Saturday, December 15, 2012

My birthday wish...

I had troubled sleep last night. My mind and heart were still racing from the horrible events of the day and I was still feeling this inner anger long after I laid my head on my pillow.  I woke up groggy and foggy and still feeling out of sorts. Today is my birthday.

I like to joke around with my friends at this time of year. Borrowing from the television commercials we see about the advancing holidays, I usually start mid-November and remind them there only 30 or so days left until my birthday. I know they think I'm serious but, truth is, I am not. Birthdays were always low key events in my family. Oh, we'd have cake and ice cream and there would be birthday cards and the required singing of all the verses of "Happy Birthday to You" and that would be it. I don't recall ever having a big birthday party with friends invited to come over. Our birthdays were family oriented quieter occasions. Today, Alex thought I was disappointed in the way he celebrated my birthday. I was not! Not in the least. We kept it low key, he gave me a great gift and we had Holiday coffee from Starbucks. It was enough for me and was very sweet and nice.

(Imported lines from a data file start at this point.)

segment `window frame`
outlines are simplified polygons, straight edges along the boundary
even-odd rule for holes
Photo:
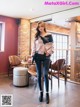
[[[4,46],[5,46],[5,22],[0,22],[2,28],[1,28],[1,34],[0,34],[0,52],[4,52]]]

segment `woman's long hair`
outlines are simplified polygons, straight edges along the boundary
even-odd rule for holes
[[[41,24],[41,23],[44,24],[44,31],[46,32],[45,23],[44,23],[44,22],[39,22],[39,23],[38,23],[38,27],[36,28],[36,30],[37,30],[37,33],[36,33],[36,35],[35,35],[35,38],[36,38],[36,39],[38,39],[38,37],[40,36],[40,33],[41,33],[41,32],[39,31],[39,24]]]

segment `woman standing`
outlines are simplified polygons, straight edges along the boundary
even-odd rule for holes
[[[43,101],[43,89],[41,84],[42,73],[44,76],[45,88],[46,88],[46,103],[49,103],[49,81],[48,71],[50,64],[50,56],[53,53],[53,39],[52,35],[46,32],[45,23],[39,22],[37,27],[37,33],[34,40],[34,46],[32,49],[32,57],[36,63],[38,85],[40,90],[39,101]]]

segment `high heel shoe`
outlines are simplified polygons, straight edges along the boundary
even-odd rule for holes
[[[49,93],[46,93],[46,104],[49,104]]]
[[[43,101],[43,92],[40,92],[39,101],[40,101],[40,102]]]

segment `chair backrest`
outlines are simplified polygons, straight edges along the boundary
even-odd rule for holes
[[[21,64],[21,60],[18,56],[12,55],[12,56],[9,56],[9,63],[12,66],[17,66],[17,65]]]
[[[51,64],[51,68],[53,70],[61,70],[64,64],[65,64],[65,59],[58,59],[56,62]]]

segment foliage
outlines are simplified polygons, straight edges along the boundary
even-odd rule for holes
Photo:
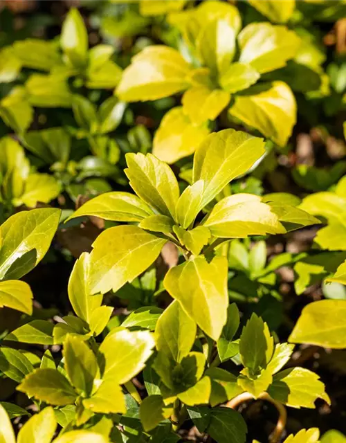
[[[81,3],[0,33],[0,441],[343,442],[345,1]]]

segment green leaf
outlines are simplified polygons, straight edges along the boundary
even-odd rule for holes
[[[299,208],[313,215],[322,215],[329,223],[343,223],[346,219],[346,199],[333,192],[308,195]]]
[[[149,395],[140,404],[139,415],[145,432],[152,431],[171,415],[172,408],[165,406],[161,395]]]
[[[105,362],[102,379],[118,384],[131,380],[144,368],[154,346],[149,331],[111,332],[99,348]]]
[[[190,65],[168,46],[147,46],[124,71],[116,94],[125,102],[146,101],[185,89]]]
[[[233,60],[237,30],[226,20],[213,20],[199,33],[196,42],[199,58],[215,75],[222,74]]]
[[[0,370],[15,381],[20,383],[26,375],[34,370],[34,367],[20,351],[1,346]]]
[[[138,327],[154,331],[163,310],[155,306],[140,307],[131,312],[122,323],[124,327]]]
[[[221,238],[285,233],[271,207],[260,200],[252,194],[225,197],[214,206],[203,226]]]
[[[138,224],[140,228],[156,233],[169,234],[173,230],[174,221],[167,215],[149,215]]]
[[[129,192],[105,192],[86,201],[68,219],[93,215],[113,222],[140,222],[154,214],[136,195]]]
[[[88,33],[82,16],[75,8],[70,9],[62,24],[60,44],[72,65],[82,67],[86,64]]]
[[[284,443],[318,443],[320,431],[317,428],[301,429],[295,435],[293,434],[289,435]],[[321,442],[324,442],[323,438]],[[338,443],[338,442],[334,441],[334,443]]]
[[[261,370],[258,375],[251,377],[248,375],[249,375],[249,371],[247,368],[243,370],[237,382],[244,391],[250,392],[255,399],[265,392],[273,381],[273,377],[268,368]]]
[[[200,210],[203,189],[203,181],[198,180],[184,190],[176,203],[176,220],[184,229],[194,223]]]
[[[326,279],[327,282],[336,282],[342,284],[346,284],[346,262],[339,266],[336,273],[329,278]]]
[[[321,439],[321,443],[345,443],[345,442],[346,437],[338,431],[334,431],[334,429],[327,431]],[[293,441],[293,443],[296,442]],[[314,443],[314,442],[312,442],[312,443]]]
[[[72,99],[73,116],[80,127],[94,134],[98,127],[96,107],[83,96],[75,94]]]
[[[239,35],[238,42],[239,62],[250,64],[261,74],[284,66],[300,45],[295,32],[269,23],[248,25]]]
[[[227,323],[217,341],[217,352],[221,362],[228,360],[239,352],[239,345],[232,340],[238,330],[240,319],[238,308],[232,303],[227,308]]]
[[[0,405],[0,442],[1,443],[16,443],[16,437],[11,422],[5,408],[1,405]]]
[[[37,264],[49,248],[60,218],[58,209],[33,209],[18,213],[1,225],[0,279],[20,278]]]
[[[213,408],[207,433],[217,443],[244,443],[246,424],[242,415],[230,408]]]
[[[17,406],[16,404],[12,403],[7,403],[6,401],[0,401],[0,405],[5,409],[8,414],[9,417],[12,419],[17,417],[23,417],[24,415],[30,415],[26,410],[23,409],[20,406]],[[0,442],[1,440],[1,431],[0,431]]]
[[[93,297],[94,296],[93,296]],[[112,306],[97,307],[90,317],[90,332],[95,336],[100,335],[107,325],[114,308]]]
[[[220,368],[211,368],[206,371],[212,381],[210,403],[212,408],[242,394],[243,390],[237,383],[237,377]]]
[[[78,336],[67,335],[64,341],[65,370],[71,383],[80,392],[90,395],[98,372],[93,351]]]
[[[67,379],[55,369],[36,369],[27,375],[17,389],[50,404],[72,404],[76,394]]]
[[[25,87],[33,106],[69,108],[72,105],[72,94],[66,80],[57,74],[33,74]]]
[[[151,154],[127,154],[126,162],[125,172],[137,195],[159,213],[174,217],[179,188],[168,165]]]
[[[102,302],[102,296],[91,296],[89,289],[90,254],[84,252],[75,262],[69,280],[68,292],[75,314],[87,323]]]
[[[111,48],[113,51],[113,48]],[[98,132],[107,134],[114,131],[120,125],[126,104],[116,97],[109,97],[105,100],[98,109],[100,122]]]
[[[33,314],[33,298],[30,286],[25,282],[0,282],[0,307],[6,306],[30,316]]]
[[[12,53],[26,68],[49,71],[62,64],[57,45],[51,41],[26,39],[15,42],[12,48]]]
[[[275,400],[293,408],[314,408],[318,398],[330,404],[319,377],[304,368],[286,369],[274,375],[268,393]]]
[[[209,402],[210,392],[210,379],[208,377],[203,377],[194,386],[191,386],[183,392],[178,394],[178,398],[189,406],[194,406],[197,404],[207,404]]]
[[[268,325],[260,317],[253,314],[244,327],[239,341],[242,363],[251,373],[264,369],[271,359],[274,341]]]
[[[186,230],[180,226],[173,226],[173,230],[181,244],[185,246],[194,255],[198,255],[211,237],[210,231],[205,226],[197,226]]]
[[[233,179],[246,172],[264,154],[263,140],[234,129],[214,132],[194,157],[193,181],[204,181],[201,207]]]
[[[165,242],[137,226],[115,226],[102,232],[90,257],[91,293],[116,292],[133,280],[153,263]]]
[[[232,63],[220,78],[221,87],[227,92],[234,93],[246,89],[255,83],[260,75],[250,64]]]
[[[111,379],[104,380],[91,397],[83,400],[83,405],[87,409],[101,414],[126,413],[125,397],[121,388]]]
[[[175,361],[181,361],[191,350],[197,334],[197,325],[173,301],[161,314],[155,328],[156,349]]]
[[[55,433],[57,422],[53,408],[45,408],[33,415],[20,428],[17,443],[51,443]]]
[[[53,345],[53,324],[46,320],[33,320],[10,332],[6,340],[35,345]]]
[[[289,341],[318,346],[346,347],[346,302],[321,300],[306,306],[293,328]]]
[[[47,349],[42,356],[42,360],[41,361],[41,365],[39,366],[41,369],[56,369],[55,362],[53,358],[52,353]]]
[[[95,432],[70,431],[54,440],[52,443],[109,443],[109,440]]]
[[[228,112],[283,147],[292,133],[297,111],[287,84],[273,82],[256,84],[237,95]]]
[[[286,365],[292,355],[293,349],[294,345],[289,343],[278,343],[275,345],[274,354],[267,366],[271,374],[275,374]]]
[[[171,268],[163,285],[203,332],[213,340],[219,338],[228,305],[224,257],[215,257],[210,263],[203,257],[197,257]]]
[[[24,143],[31,152],[51,164],[56,161],[66,164],[71,151],[71,137],[61,127],[30,131],[24,136]]]
[[[203,111],[201,107],[199,110]],[[160,160],[171,164],[191,155],[210,132],[204,114],[201,117],[194,114],[196,118],[192,120],[187,114],[185,109],[177,107],[165,114],[153,141],[153,154]]]
[[[61,190],[60,184],[48,174],[31,174],[28,177],[22,195],[14,201],[16,206],[24,204],[35,208],[37,203],[49,203]]]
[[[295,0],[248,0],[248,3],[275,23],[288,21],[295,7]]]

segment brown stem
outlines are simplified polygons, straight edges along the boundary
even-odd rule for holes
[[[251,395],[251,394],[249,394],[248,392],[243,392],[237,397],[235,397],[234,399],[232,399],[232,400],[230,400],[228,403],[226,403],[225,406],[227,408],[235,409],[235,408],[239,406],[239,405],[244,401],[248,401],[249,400],[253,399],[254,398]],[[269,437],[270,443],[277,443],[286,426],[286,421],[287,419],[287,413],[286,411],[286,408],[282,404],[281,404],[281,403],[279,403],[278,401],[276,401],[276,400],[274,400],[274,399],[272,399],[271,397],[266,392],[263,392],[262,394],[261,394],[258,397],[257,399],[266,400],[266,401],[269,401],[274,405],[274,406],[277,410],[277,412],[279,413],[279,418],[277,419],[275,428]]]

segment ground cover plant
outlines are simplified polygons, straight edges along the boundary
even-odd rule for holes
[[[1,8],[0,441],[346,442],[346,3]]]

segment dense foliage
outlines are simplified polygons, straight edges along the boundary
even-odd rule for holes
[[[346,3],[57,3],[0,12],[0,442],[346,442]]]

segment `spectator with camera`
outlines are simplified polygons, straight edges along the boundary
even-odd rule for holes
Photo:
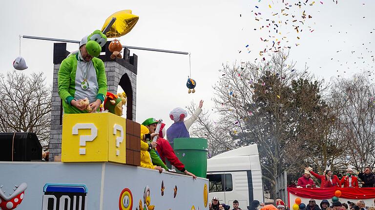
[[[314,199],[311,199],[309,201],[309,205],[306,206],[305,210],[321,210],[319,206],[316,204]]]
[[[357,206],[359,207],[359,210],[367,210],[366,204],[363,200],[359,200],[357,201]]]
[[[342,210],[342,204],[339,201],[332,203],[332,210]]]
[[[212,198],[212,203],[210,204],[211,207],[209,208],[209,210],[229,210],[230,208],[230,206],[225,204],[220,204],[219,202],[219,198],[216,196]]]
[[[374,187],[375,185],[375,175],[371,171],[371,168],[366,166],[363,172],[358,175],[358,177],[362,181],[362,187]]]
[[[234,200],[233,201],[233,209],[232,210],[241,210],[241,208],[238,207],[239,204],[238,201]]]

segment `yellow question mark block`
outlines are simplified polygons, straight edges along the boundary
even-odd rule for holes
[[[126,120],[110,113],[65,114],[62,161],[126,162]]]

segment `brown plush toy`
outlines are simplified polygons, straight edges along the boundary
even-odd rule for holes
[[[111,59],[115,59],[116,57],[121,58],[123,56],[121,55],[121,51],[123,50],[123,46],[120,43],[120,41],[117,39],[114,39],[109,43],[108,49],[112,52],[111,55]]]

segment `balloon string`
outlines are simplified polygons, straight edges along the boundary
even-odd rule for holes
[[[191,78],[191,62],[190,61],[190,53],[189,52],[189,71],[190,72],[190,78]]]
[[[20,56],[21,56],[21,35],[20,35]]]

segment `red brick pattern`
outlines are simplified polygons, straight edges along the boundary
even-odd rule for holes
[[[126,163],[141,165],[141,124],[126,119]]]

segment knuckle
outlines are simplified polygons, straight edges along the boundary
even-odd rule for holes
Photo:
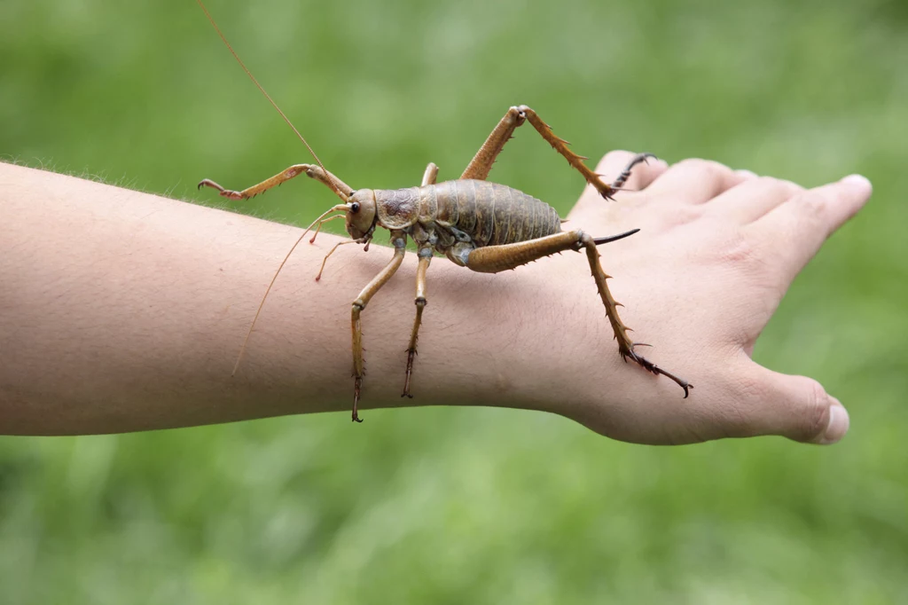
[[[756,180],[756,186],[767,195],[787,200],[797,195],[804,191],[804,187],[785,179],[777,179],[772,176],[761,176]]]
[[[753,243],[740,232],[727,235],[719,246],[719,261],[721,263],[752,263],[757,259],[756,248]]]

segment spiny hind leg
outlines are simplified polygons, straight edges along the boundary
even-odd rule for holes
[[[498,154],[501,153],[505,144],[510,140],[514,131],[518,126],[523,125],[525,122],[529,122],[537,132],[542,135],[542,138],[548,141],[555,151],[568,160],[568,163],[571,166],[583,174],[583,177],[587,179],[587,183],[596,187],[599,194],[606,199],[610,199],[621,185],[624,184],[627,177],[630,176],[634,166],[640,162],[646,162],[647,157],[656,157],[652,154],[637,154],[627,164],[615,182],[608,184],[583,163],[587,158],[572,152],[568,146],[569,144],[557,136],[552,132],[552,129],[548,127],[548,124],[543,122],[535,111],[527,105],[519,105],[508,110],[508,113],[501,118],[501,121],[498,122],[498,124],[489,135],[489,138],[486,139],[486,142],[482,144],[479,151],[473,156],[473,159],[463,172],[463,174],[460,175],[460,178],[485,180],[489,176],[489,172],[492,169],[492,164],[495,163],[495,159]]]
[[[589,235],[584,233],[580,237],[579,243],[587,249],[587,259],[589,261],[589,270],[593,273],[593,279],[596,280],[596,285],[599,290],[599,297],[602,299],[602,303],[606,306],[606,314],[608,316],[608,322],[612,324],[612,332],[615,332],[615,339],[618,342],[618,353],[621,355],[622,359],[627,362],[630,359],[633,362],[637,362],[640,366],[653,372],[654,374],[662,374],[663,376],[675,381],[678,386],[684,389],[684,396],[686,399],[687,395],[690,394],[690,389],[694,388],[693,384],[687,382],[684,379],[678,378],[670,372],[666,372],[659,366],[656,365],[646,357],[638,355],[635,351],[635,345],[641,345],[642,343],[636,343],[630,340],[627,336],[627,331],[630,330],[627,326],[624,324],[621,318],[618,317],[617,302],[612,296],[612,293],[608,290],[608,284],[607,280],[610,277],[606,274],[606,272],[602,270],[602,263],[599,262],[599,251],[596,249],[596,241]]]
[[[202,182],[199,183],[199,189],[202,189],[202,187],[212,187],[212,189],[217,189],[222,197],[226,197],[231,200],[248,200],[251,197],[255,197],[259,193],[264,193],[269,189],[277,187],[278,185],[302,174],[306,174],[310,177],[327,186],[331,191],[334,191],[338,197],[344,202],[346,202],[347,198],[349,198],[350,193],[353,193],[353,190],[350,185],[334,176],[334,174],[331,174],[326,170],[322,170],[321,166],[316,166],[311,164],[294,164],[286,170],[281,171],[270,179],[265,179],[262,183],[254,184],[252,187],[247,187],[242,191],[224,189],[211,179],[202,179]],[[337,187],[336,191],[335,187]]]
[[[432,249],[419,248],[419,263],[416,267],[416,319],[413,320],[413,332],[410,335],[410,346],[407,347],[407,377],[404,380],[401,397],[412,397],[410,394],[410,381],[413,375],[413,360],[416,358],[416,342],[419,340],[419,325],[422,323],[422,310],[426,308],[426,272],[432,261]]]
[[[465,264],[468,269],[472,269],[473,271],[484,273],[497,273],[501,271],[514,269],[521,264],[527,264],[531,261],[536,261],[544,256],[550,256],[556,253],[566,250],[580,251],[586,248],[587,258],[589,261],[589,269],[593,273],[593,279],[596,280],[596,285],[598,287],[602,303],[606,306],[606,314],[608,316],[608,322],[612,325],[615,338],[618,342],[618,352],[621,354],[621,357],[625,361],[627,361],[629,358],[649,372],[655,374],[662,374],[675,381],[684,389],[684,396],[687,397],[689,390],[694,385],[689,384],[686,381],[678,378],[671,372],[666,372],[646,358],[634,352],[635,343],[627,336],[629,328],[618,317],[618,302],[612,296],[611,292],[608,290],[608,284],[606,283],[606,280],[609,276],[602,270],[602,265],[599,263],[599,253],[596,249],[597,244],[615,242],[616,240],[632,235],[637,231],[637,229],[635,229],[611,237],[594,238],[579,229],[576,229],[554,235],[547,235],[528,242],[518,242],[500,246],[485,246],[470,251],[465,259]]]
[[[360,295],[356,297],[350,308],[350,330],[353,333],[353,422],[361,422],[360,419],[360,392],[362,390],[362,377],[366,373],[365,362],[362,359],[362,325],[360,322],[360,314],[369,304],[369,301],[375,296],[375,293],[381,289],[381,286],[388,283],[388,280],[397,273],[403,262],[403,255],[407,250],[407,235],[402,232],[391,233],[391,243],[394,244],[394,257],[385,265],[378,275],[362,289]]]

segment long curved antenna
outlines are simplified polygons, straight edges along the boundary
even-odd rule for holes
[[[249,337],[252,335],[252,329],[255,328],[255,322],[259,321],[259,314],[262,312],[262,308],[265,306],[265,300],[268,298],[268,293],[271,291],[271,286],[274,285],[274,282],[277,281],[278,275],[281,274],[281,270],[283,269],[283,266],[287,263],[287,260],[290,259],[291,254],[293,253],[293,251],[296,250],[296,247],[300,245],[301,242],[302,242],[302,238],[306,237],[306,233],[308,233],[310,230],[311,230],[311,228],[315,226],[316,223],[323,219],[328,214],[331,214],[331,213],[342,210],[347,210],[346,203],[339,203],[336,206],[332,207],[328,212],[324,213],[319,218],[315,219],[312,222],[312,224],[306,227],[306,231],[302,232],[302,234],[300,235],[300,239],[296,241],[296,243],[293,244],[293,247],[291,248],[290,252],[287,253],[287,255],[284,256],[284,260],[281,261],[281,266],[278,267],[278,270],[276,272],[274,272],[274,277],[271,278],[271,283],[268,284],[268,289],[265,290],[265,295],[262,297],[262,302],[259,303],[259,308],[255,312],[255,317],[252,318],[252,323],[249,326],[249,332],[246,332],[246,338],[242,340],[242,346],[240,347],[240,354],[236,356],[236,363],[233,364],[233,372],[230,372],[231,376],[234,376],[236,374],[237,369],[239,369],[240,367],[240,362],[242,361],[242,354],[246,352],[246,344],[249,342]]]
[[[273,106],[274,109],[278,110],[278,114],[281,114],[281,117],[284,119],[284,122],[286,122],[287,124],[293,129],[293,132],[296,133],[296,135],[300,137],[301,141],[302,141],[302,144],[306,145],[306,149],[308,149],[309,153],[312,154],[313,158],[315,158],[315,161],[318,163],[319,166],[321,167],[321,170],[325,172],[325,174],[328,176],[328,183],[331,184],[331,189],[333,189],[334,193],[342,199],[344,196],[340,195],[340,191],[338,189],[337,183],[334,183],[334,179],[331,178],[331,174],[325,169],[325,165],[321,164],[321,160],[320,160],[319,156],[315,154],[315,152],[312,150],[311,146],[310,146],[310,144],[306,142],[306,139],[303,138],[302,134],[300,134],[300,131],[296,129],[296,126],[293,125],[293,123],[290,121],[290,118],[287,117],[287,114],[284,114],[282,111],[281,111],[281,108],[278,107],[278,104],[274,103],[274,100],[271,97],[271,95],[267,92],[265,92],[265,89],[262,88],[262,84],[259,84],[259,81],[255,79],[254,75],[252,75],[252,72],[249,71],[249,68],[246,67],[246,64],[242,62],[242,59],[240,58],[240,55],[236,54],[236,51],[233,50],[233,47],[230,45],[229,42],[227,42],[227,37],[223,35],[223,33],[222,33],[221,28],[218,27],[218,24],[214,22],[214,17],[212,17],[212,14],[208,12],[207,8],[205,8],[205,5],[202,4],[202,0],[195,0],[195,2],[196,4],[199,5],[202,10],[204,11],[205,16],[208,17],[208,20],[211,22],[212,26],[214,27],[214,31],[218,33],[218,35],[221,36],[221,39],[227,46],[227,49],[231,52],[231,55],[232,55],[233,58],[236,59],[236,62],[240,64],[240,66],[242,67],[242,71],[246,72],[246,75],[248,75],[249,79],[252,81],[252,84],[254,84],[256,87],[262,92],[262,94],[265,95],[265,98],[268,99],[268,102],[271,104],[271,106]]]

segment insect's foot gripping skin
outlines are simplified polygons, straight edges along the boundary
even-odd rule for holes
[[[620,346],[618,349],[618,354],[621,355],[621,358],[625,362],[627,362],[627,359],[630,358],[632,362],[636,362],[647,372],[651,372],[656,375],[662,374],[666,378],[674,381],[679,387],[684,389],[684,398],[687,399],[687,396],[690,394],[690,390],[694,388],[694,385],[682,378],[678,378],[670,372],[666,372],[665,370],[656,365],[643,355],[637,355],[636,352],[634,352],[634,347],[636,346],[649,346],[649,345],[645,344],[643,342],[632,342],[629,347]]]
[[[224,189],[223,187],[219,185],[214,181],[212,181],[211,179],[202,179],[202,181],[200,181],[198,188],[202,189],[202,187],[211,187],[212,189],[217,189],[222,197],[226,197],[229,200],[246,199],[246,196],[243,195],[241,192],[232,191],[230,189]]]
[[[413,399],[413,395],[410,394],[410,380],[413,375],[413,360],[415,358],[416,349],[407,349],[407,378],[404,379],[403,392],[400,393],[401,397]]]
[[[360,392],[362,390],[362,376],[353,377],[353,422],[361,422],[360,418]]]
[[[625,166],[624,170],[621,171],[621,174],[618,174],[618,177],[615,179],[615,181],[612,183],[612,189],[615,189],[616,191],[621,191],[621,186],[627,181],[628,178],[630,178],[630,173],[634,169],[634,166],[636,166],[640,163],[646,164],[647,158],[653,158],[654,160],[656,159],[655,154],[649,154],[649,153],[637,154],[633,158],[631,158],[631,161],[627,163],[627,165]]]

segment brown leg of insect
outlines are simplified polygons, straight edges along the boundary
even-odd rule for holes
[[[394,245],[394,258],[390,260],[381,272],[372,278],[372,281],[362,289],[360,295],[353,301],[350,311],[350,325],[353,332],[353,422],[361,422],[358,413],[360,407],[360,392],[362,389],[362,376],[365,373],[362,360],[362,328],[360,324],[360,313],[369,304],[381,286],[397,272],[403,262],[403,254],[407,250],[407,234],[400,231],[391,232],[391,243]]]
[[[627,177],[630,176],[631,168],[640,162],[645,162],[647,157],[656,157],[652,154],[639,154],[625,167],[621,175],[613,183],[607,184],[599,178],[598,174],[587,168],[587,164],[583,163],[587,158],[572,152],[568,147],[569,144],[564,139],[556,136],[552,129],[548,127],[548,124],[543,122],[537,115],[536,112],[527,105],[520,105],[518,107],[511,107],[508,110],[505,116],[498,122],[498,125],[495,127],[495,130],[489,135],[486,142],[482,144],[479,151],[473,156],[469,165],[463,171],[460,178],[486,180],[486,177],[489,176],[489,172],[492,169],[492,164],[495,163],[495,158],[501,153],[505,144],[510,140],[514,130],[528,121],[542,135],[542,138],[548,141],[555,148],[555,151],[561,154],[571,166],[583,174],[583,177],[587,179],[587,183],[596,187],[599,194],[606,199],[611,199],[615,192],[624,184]]]
[[[618,353],[626,362],[630,358],[631,361],[637,362],[654,374],[662,374],[675,381],[684,389],[684,396],[686,398],[689,390],[694,387],[693,384],[689,384],[686,381],[678,378],[671,372],[666,372],[634,352],[635,345],[638,343],[635,343],[627,336],[629,328],[618,317],[618,302],[612,297],[611,293],[608,291],[608,285],[606,283],[606,280],[609,276],[602,270],[602,264],[599,263],[599,252],[596,249],[597,244],[614,242],[637,232],[637,230],[635,229],[634,231],[612,237],[593,238],[577,229],[554,235],[547,235],[546,237],[540,237],[528,242],[477,248],[469,253],[469,256],[467,259],[467,267],[480,273],[497,273],[499,271],[514,269],[530,261],[538,260],[543,256],[549,256],[565,250],[576,250],[579,252],[581,249],[586,248],[587,258],[589,261],[589,269],[593,273],[593,279],[596,280],[596,285],[599,290],[599,297],[606,307],[606,314],[608,316],[609,323],[612,324],[615,338],[618,342]],[[642,345],[642,343],[639,344]]]
[[[435,184],[435,178],[439,175],[439,167],[434,163],[429,162],[426,166],[426,172],[422,174],[422,186]]]
[[[434,165],[434,164],[433,164]],[[403,383],[401,397],[413,396],[410,394],[410,380],[413,375],[413,360],[416,357],[416,342],[419,338],[419,324],[422,323],[422,310],[426,308],[426,271],[432,261],[430,247],[419,248],[419,264],[416,267],[416,319],[413,320],[413,332],[410,335],[410,346],[407,347],[407,378]]]
[[[202,189],[203,186],[212,187],[221,192],[222,197],[226,197],[231,200],[248,200],[249,198],[254,197],[259,193],[264,193],[271,187],[276,187],[285,181],[290,181],[294,176],[299,176],[303,173],[319,183],[323,183],[331,191],[335,191],[334,187],[337,186],[337,191],[335,193],[338,197],[344,202],[346,202],[350,196],[350,193],[353,193],[353,190],[350,187],[350,185],[334,176],[334,174],[331,174],[327,170],[322,170],[321,166],[312,165],[311,164],[298,164],[292,165],[287,170],[278,173],[271,178],[266,179],[259,184],[252,185],[252,187],[243,189],[242,191],[231,191],[229,189],[224,189],[211,179],[203,179],[201,183],[199,183],[199,189]],[[331,184],[332,181],[333,185]]]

Even though we've celebrated and I felt loved and special it still seems strange to be celebrating at all. I can't stop thinking about the families of those children and teachers in Connecticut. They will never have another birthday. And I've seen a lot of stuff being written about all aspects of the tragedy and some of it strikes me as so much untimely and offensive propaganda that it makes me ill! I understand the yearning to want to understand why these things happen but I cannot tolerate the ignorance and hatred that events like this perpetuate on-line and in the media. When I see it the anger rises up within me once again. And so it has been - back and forth emotionally - with me all day. Wanting to relax and have a birthday celebration and feeling like celebrating anything right now is not appropriate. I know that Life goes on but Death also marches on and I'm tired of these dangerous times where we all seem so determined to help him do it. Hopefully, if we want it bad enough, maybe by the time my birthday rolls around next year, we will see some resolution to the madness that results in innocent people being senselessly killed. That is my birthday wish.